In Canada, Russell still managed to outqualify Antonelli by a narrow margin, though he acknowledged he was “nowhere until the last lap of Q3” in both sessions and had to produce what he called a “special” lap to edge ahead. Monaco offered no such escape.

“I don’t really know what’s going on to be honest,” Russell said after Saturday’s session. “It’s clearly something with my driving that’s not helping the car at the moment.”

The telemetry points to a tyre warm-up problem. Antonelli’s more aggressive steering inputs appear to naturally slide the tyres into the correct temperature window, while Russell’s characteristically smooth style leaves the rubber below its optimal range on circuits that offer little help in generating heat. The bulk of Russell’s four-tenth deficit in Monaco accumulated through the second and third sectors, with the Nouvelle Chicane identified as a particular trouble spot.

Russell described himself as “bamboozled” after qualifying, and his side of the garage is now working to identify adjustments to his approach that could close the gap. The challenge is that recognising a difference on the telemetry and knowing how to correct it in the cockpit are two separate problems.

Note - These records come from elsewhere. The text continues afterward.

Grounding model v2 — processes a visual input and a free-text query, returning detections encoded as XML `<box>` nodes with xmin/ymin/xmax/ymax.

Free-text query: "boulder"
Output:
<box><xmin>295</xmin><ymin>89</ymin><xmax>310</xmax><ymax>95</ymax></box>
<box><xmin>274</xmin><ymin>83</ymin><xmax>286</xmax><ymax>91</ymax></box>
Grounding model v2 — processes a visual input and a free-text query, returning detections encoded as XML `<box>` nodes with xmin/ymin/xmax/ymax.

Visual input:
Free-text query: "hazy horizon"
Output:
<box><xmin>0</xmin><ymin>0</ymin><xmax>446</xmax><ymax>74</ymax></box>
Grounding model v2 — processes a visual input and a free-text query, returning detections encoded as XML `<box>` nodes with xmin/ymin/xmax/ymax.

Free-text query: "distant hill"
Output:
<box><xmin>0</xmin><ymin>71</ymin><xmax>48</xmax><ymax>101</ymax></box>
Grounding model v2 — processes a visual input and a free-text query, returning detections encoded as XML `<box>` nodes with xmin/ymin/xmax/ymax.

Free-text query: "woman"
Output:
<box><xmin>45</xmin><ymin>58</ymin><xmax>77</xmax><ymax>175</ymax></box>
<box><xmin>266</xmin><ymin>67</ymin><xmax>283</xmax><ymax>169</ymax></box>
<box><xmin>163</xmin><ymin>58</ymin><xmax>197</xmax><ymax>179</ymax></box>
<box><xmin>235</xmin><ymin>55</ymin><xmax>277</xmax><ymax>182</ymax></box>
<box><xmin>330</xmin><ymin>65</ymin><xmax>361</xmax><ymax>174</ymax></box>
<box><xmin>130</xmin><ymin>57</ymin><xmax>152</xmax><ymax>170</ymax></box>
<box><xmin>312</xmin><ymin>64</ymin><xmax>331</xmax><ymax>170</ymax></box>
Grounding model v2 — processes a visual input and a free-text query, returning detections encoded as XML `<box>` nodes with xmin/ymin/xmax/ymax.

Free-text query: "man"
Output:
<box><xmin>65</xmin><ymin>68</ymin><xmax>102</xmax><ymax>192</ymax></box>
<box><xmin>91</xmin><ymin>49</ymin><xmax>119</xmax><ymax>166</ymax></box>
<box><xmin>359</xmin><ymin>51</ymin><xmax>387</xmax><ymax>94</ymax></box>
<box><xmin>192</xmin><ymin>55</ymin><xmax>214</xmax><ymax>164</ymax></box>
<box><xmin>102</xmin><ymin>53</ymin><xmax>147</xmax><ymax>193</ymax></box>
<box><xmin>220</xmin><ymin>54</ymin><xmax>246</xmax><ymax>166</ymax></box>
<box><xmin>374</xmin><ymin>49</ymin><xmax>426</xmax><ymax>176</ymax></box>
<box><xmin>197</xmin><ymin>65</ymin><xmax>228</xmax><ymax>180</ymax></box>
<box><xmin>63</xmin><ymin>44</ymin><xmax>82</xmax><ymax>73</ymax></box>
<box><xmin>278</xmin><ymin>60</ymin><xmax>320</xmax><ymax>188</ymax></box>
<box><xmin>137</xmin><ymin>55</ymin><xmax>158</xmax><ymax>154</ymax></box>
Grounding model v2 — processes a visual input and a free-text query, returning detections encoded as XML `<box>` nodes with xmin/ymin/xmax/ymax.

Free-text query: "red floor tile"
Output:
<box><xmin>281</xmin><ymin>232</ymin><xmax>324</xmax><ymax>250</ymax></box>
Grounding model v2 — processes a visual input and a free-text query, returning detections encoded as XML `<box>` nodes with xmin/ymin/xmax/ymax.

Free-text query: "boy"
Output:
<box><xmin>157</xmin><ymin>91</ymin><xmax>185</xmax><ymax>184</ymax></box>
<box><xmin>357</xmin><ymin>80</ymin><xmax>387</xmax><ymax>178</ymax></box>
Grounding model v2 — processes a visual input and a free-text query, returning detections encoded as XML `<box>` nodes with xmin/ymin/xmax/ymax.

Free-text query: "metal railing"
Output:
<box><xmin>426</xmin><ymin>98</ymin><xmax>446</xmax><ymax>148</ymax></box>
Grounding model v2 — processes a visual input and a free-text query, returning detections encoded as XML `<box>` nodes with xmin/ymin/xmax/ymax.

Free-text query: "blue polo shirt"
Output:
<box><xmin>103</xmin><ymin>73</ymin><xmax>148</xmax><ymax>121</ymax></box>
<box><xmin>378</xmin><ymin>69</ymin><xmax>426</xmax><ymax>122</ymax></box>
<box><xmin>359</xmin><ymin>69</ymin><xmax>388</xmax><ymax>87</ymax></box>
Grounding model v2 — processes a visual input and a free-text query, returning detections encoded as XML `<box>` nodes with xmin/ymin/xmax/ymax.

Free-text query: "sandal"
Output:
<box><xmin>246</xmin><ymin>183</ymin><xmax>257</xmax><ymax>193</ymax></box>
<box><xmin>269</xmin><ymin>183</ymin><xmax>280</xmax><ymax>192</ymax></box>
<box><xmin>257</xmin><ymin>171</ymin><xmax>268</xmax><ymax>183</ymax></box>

The season had begun promisingly for Russell, who converted pole to victory in Melbourne. But a sequence of misfortune — poor safety car timing in China, reliability trouble in Japan, and the retirement in Canada — rapidly shifted momentum toward Antonelli. What the Monaco data now suggests is that not all of the gap between the two Mercedes drivers can be attributed to bad luck.